I’ve had a bunch of links sitting around I meant to share forever ago, but they fell through the cracks. So if they seem a little late, well, too bad.
Cool Stuff
- A lot of sites (Cincinnati.Com included) have been running with the idea of expanding data coverage on local crime, but the Knight News Challenge entry named Homicide Watch D.C. has a great idea to do more than that by putting a focus on the victims instead of jut the crime. While such a database would be meaningful tot he community and become a valuable news resource, I think it would be tough to keep up in the long run.

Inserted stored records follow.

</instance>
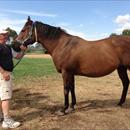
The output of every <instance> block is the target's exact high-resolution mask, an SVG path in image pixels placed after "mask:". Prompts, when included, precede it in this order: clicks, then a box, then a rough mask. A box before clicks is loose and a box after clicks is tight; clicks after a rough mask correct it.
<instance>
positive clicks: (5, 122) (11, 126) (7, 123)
mask: <svg viewBox="0 0 130 130" xmlns="http://www.w3.org/2000/svg"><path fill="white" fill-rule="evenodd" d="M19 126H20V122H18V121H14V120H13V119H12V118H8V119H6V120H4V121H3V123H2V127H3V128H17V127H19Z"/></svg>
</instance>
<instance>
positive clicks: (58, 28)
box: [36, 21, 66, 39]
mask: <svg viewBox="0 0 130 130" xmlns="http://www.w3.org/2000/svg"><path fill="white" fill-rule="evenodd" d="M36 26H37V28H38V30H39V31H40V33H41V34H43V33H44V36H45V37H46V38H48V39H57V38H59V37H60V36H61V34H62V33H66V31H65V30H63V29H61V28H60V27H54V26H51V25H48V24H44V23H42V22H39V21H36Z"/></svg>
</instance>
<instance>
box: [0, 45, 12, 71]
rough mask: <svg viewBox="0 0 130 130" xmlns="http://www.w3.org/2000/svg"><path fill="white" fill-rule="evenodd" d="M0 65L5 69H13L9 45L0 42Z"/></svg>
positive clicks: (11, 57)
mask: <svg viewBox="0 0 130 130" xmlns="http://www.w3.org/2000/svg"><path fill="white" fill-rule="evenodd" d="M0 66H1V67H2V68H3V69H4V70H6V71H10V72H12V71H13V67H14V64H13V56H12V50H11V47H10V46H9V45H6V44H0Z"/></svg>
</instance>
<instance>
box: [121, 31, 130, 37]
mask: <svg viewBox="0 0 130 130" xmlns="http://www.w3.org/2000/svg"><path fill="white" fill-rule="evenodd" d="M122 35H127V36H130V30H129V29H125V30H123V31H122Z"/></svg>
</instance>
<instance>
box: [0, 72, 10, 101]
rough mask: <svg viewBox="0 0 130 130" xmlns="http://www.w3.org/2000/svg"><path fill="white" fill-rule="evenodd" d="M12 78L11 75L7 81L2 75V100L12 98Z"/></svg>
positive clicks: (0, 91)
mask: <svg viewBox="0 0 130 130" xmlns="http://www.w3.org/2000/svg"><path fill="white" fill-rule="evenodd" d="M11 78H12V76H11V73H10V80H8V81H5V80H4V78H3V75H2V74H1V73H0V99H1V100H6V99H11V98H12V79H11Z"/></svg>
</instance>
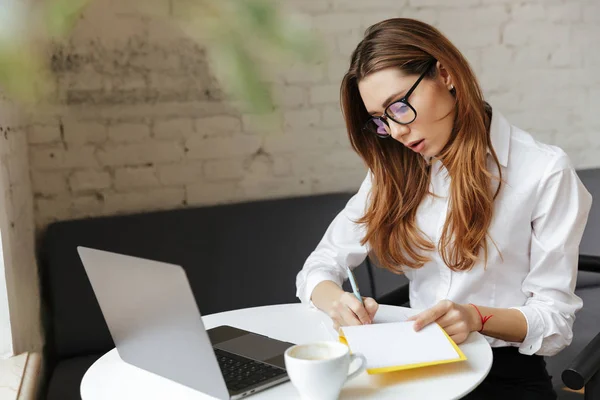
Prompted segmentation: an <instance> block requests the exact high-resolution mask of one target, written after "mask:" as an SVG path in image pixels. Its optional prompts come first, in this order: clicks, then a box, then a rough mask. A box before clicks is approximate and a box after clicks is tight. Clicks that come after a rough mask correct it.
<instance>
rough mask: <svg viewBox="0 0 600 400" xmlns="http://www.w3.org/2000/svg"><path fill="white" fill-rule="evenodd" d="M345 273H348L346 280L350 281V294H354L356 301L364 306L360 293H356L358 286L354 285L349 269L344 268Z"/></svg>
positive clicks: (347, 267)
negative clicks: (358, 302) (352, 293)
mask: <svg viewBox="0 0 600 400" xmlns="http://www.w3.org/2000/svg"><path fill="white" fill-rule="evenodd" d="M346 271H348V280H350V285H351V286H352V292H353V293H354V295H355V296H356V298H357V299H358V301H360V304H362V305H364V303H363V301H362V297H361V295H360V292H359V291H358V285H357V284H356V279H354V274H353V273H352V270H351V269H350V268H349V267H346Z"/></svg>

- Ethnic media’s four-step model for the news industry’s future – Ethnic press has a lot of evolutionary tendencies that could be taken to heart by more general interest new providers – honestly, what they suggest here should have been done all along.
End of year/2010 Stuff
- An online journalist’s 10 resolutions for 2010 – A lot of good advice here for online journalists, beat writers and web developers alike.
- Ten things every journalist should know in 2010 – Great tips for the skills and basic understandings of the business journalists should learn or consider in 2010.

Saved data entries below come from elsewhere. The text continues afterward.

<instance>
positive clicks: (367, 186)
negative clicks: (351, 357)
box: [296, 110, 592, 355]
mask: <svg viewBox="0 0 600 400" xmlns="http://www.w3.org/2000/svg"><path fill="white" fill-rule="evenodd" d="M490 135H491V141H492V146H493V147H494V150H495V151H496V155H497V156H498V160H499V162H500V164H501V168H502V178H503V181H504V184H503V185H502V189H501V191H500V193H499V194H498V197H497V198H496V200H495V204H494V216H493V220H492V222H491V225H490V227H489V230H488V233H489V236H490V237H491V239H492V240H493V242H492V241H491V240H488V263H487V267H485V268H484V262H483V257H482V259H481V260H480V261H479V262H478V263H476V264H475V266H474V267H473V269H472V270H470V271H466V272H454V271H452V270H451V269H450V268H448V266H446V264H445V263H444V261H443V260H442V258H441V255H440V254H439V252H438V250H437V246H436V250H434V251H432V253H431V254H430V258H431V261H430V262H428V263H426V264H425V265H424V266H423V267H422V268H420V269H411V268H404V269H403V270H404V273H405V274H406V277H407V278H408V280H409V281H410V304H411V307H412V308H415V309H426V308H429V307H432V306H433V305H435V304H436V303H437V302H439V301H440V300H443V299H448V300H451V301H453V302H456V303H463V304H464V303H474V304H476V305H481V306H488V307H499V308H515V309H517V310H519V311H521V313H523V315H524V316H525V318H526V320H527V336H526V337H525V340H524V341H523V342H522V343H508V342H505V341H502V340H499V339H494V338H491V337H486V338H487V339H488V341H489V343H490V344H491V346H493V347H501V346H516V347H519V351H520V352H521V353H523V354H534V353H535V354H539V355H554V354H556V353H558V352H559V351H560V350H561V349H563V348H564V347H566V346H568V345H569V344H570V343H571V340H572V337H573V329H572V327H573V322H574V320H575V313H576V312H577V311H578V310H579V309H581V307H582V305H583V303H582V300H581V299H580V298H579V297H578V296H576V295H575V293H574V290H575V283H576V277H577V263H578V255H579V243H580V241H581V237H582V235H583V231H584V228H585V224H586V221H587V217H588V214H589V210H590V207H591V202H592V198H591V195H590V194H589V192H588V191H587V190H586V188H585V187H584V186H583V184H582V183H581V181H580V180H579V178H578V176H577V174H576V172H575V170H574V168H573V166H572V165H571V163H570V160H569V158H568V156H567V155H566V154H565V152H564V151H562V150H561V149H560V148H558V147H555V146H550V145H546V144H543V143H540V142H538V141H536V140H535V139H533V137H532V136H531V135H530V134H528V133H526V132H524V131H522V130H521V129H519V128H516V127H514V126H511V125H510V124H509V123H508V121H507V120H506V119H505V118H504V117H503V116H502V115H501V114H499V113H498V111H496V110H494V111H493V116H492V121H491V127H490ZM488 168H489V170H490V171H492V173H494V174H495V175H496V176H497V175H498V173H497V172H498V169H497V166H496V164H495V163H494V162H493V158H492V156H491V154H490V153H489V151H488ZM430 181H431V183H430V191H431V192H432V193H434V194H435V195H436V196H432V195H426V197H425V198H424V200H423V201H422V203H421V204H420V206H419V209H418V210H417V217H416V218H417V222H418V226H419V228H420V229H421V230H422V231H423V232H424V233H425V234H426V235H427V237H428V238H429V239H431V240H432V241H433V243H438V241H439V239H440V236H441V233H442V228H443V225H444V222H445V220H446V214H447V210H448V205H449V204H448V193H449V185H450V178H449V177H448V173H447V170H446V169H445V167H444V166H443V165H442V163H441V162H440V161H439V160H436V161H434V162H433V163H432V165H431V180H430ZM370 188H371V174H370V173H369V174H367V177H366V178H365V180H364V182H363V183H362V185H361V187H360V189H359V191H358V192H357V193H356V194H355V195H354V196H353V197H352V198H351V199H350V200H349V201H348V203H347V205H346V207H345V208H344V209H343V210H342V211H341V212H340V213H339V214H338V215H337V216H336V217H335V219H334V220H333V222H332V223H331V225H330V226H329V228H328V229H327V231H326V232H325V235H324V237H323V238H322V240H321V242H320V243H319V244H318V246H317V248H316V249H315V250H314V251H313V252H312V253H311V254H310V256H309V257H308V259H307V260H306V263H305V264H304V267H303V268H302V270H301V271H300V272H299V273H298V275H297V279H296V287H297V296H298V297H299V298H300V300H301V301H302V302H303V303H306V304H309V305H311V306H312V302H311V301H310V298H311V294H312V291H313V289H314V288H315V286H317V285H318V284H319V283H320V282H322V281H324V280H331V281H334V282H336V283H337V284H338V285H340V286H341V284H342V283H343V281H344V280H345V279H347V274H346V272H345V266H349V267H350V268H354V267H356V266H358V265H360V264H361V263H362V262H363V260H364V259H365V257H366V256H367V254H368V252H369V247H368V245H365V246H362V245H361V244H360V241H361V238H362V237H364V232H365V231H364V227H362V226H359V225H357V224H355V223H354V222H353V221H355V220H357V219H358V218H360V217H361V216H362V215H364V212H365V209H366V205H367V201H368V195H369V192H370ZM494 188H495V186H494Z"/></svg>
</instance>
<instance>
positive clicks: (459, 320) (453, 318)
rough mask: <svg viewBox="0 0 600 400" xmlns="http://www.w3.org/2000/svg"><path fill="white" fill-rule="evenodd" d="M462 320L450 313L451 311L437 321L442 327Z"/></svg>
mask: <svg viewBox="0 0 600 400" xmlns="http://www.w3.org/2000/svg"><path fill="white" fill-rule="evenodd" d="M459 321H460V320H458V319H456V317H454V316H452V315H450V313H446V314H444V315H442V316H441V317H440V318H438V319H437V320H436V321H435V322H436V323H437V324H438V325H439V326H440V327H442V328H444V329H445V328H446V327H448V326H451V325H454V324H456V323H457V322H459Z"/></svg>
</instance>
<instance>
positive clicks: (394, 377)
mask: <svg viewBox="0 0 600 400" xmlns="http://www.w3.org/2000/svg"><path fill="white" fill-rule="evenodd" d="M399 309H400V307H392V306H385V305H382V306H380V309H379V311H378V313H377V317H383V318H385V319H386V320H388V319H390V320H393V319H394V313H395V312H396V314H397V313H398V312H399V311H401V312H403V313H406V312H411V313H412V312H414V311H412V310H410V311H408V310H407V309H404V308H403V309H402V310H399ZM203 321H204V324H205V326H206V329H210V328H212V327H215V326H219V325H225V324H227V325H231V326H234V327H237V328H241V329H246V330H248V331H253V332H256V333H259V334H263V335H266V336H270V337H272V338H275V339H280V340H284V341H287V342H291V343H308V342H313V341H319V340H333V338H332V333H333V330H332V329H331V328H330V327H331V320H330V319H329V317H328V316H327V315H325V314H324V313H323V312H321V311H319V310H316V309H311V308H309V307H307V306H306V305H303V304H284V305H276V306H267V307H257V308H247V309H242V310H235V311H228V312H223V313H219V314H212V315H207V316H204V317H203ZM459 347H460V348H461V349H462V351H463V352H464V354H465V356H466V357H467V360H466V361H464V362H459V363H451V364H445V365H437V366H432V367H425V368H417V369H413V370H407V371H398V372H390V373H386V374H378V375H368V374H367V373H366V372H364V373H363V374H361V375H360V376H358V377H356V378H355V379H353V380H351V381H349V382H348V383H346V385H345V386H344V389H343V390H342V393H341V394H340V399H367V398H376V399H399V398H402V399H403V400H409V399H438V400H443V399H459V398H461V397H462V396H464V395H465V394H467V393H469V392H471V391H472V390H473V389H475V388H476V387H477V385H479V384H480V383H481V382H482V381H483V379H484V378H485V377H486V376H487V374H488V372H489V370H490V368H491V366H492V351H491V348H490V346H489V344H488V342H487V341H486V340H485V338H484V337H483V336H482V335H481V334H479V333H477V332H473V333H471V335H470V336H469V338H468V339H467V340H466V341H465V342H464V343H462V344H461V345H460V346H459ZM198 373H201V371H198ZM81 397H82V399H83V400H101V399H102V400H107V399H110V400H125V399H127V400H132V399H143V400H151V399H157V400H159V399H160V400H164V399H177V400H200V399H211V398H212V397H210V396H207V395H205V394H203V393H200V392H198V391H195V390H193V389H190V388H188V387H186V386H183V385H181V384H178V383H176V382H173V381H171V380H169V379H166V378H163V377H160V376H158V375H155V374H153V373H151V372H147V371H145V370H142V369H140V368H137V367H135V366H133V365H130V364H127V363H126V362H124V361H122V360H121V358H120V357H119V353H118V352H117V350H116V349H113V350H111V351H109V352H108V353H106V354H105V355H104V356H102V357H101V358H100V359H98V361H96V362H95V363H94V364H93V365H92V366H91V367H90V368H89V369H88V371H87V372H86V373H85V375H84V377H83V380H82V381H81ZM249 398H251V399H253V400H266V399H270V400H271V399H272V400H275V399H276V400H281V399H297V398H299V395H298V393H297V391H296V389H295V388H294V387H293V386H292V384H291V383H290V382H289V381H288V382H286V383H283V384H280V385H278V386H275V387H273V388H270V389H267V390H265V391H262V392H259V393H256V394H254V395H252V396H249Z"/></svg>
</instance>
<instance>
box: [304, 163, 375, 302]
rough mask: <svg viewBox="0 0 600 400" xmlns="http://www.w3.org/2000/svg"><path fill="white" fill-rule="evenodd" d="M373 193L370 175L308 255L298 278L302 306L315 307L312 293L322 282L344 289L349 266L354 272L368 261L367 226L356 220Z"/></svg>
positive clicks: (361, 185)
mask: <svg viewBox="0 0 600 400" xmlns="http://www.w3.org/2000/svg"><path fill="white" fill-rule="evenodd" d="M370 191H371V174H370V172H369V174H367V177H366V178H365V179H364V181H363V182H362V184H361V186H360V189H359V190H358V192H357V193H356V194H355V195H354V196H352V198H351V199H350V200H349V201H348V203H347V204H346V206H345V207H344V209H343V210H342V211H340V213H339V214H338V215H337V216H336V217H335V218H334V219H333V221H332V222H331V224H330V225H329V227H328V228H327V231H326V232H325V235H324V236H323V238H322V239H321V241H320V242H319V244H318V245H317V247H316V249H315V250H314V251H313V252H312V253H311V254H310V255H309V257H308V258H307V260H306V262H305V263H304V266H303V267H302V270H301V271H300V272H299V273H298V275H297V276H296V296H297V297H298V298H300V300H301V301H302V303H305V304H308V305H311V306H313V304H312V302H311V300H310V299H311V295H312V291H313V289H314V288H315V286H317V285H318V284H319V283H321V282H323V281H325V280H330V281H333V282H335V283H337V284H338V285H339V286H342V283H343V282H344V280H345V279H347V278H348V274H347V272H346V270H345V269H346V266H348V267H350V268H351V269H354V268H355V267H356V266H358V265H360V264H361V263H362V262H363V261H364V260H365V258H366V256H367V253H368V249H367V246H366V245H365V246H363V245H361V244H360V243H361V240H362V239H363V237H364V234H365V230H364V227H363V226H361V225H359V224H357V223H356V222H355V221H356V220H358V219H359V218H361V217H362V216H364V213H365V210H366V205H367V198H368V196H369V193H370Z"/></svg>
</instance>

- The Gawker Decade: How Gawker Media Defined The 2000s – A thoughtful look at Gawker’s success and how it has changed journalism – mostly for the worse. Gawker and its properties have forced media to evolve, which is great, but at what cost to the overall business?
The Twitter
- Why Twitter Will Endure – David Carr explains the inherent usefulness of Twitter – and how because of its utility, he believes it will outlast its competitors once the novelty wears off.
- The Use of Twitter by America’s Newspapers – A detailed analysis with lots of data on how newspapers use Twitter. While I’m still unclear as to how they determine a paper’s overall rank (does it evaluate all the paper’s accounts?), it is interesting to see which paper’s interact the most, as opposed to blasting out updates all of the time.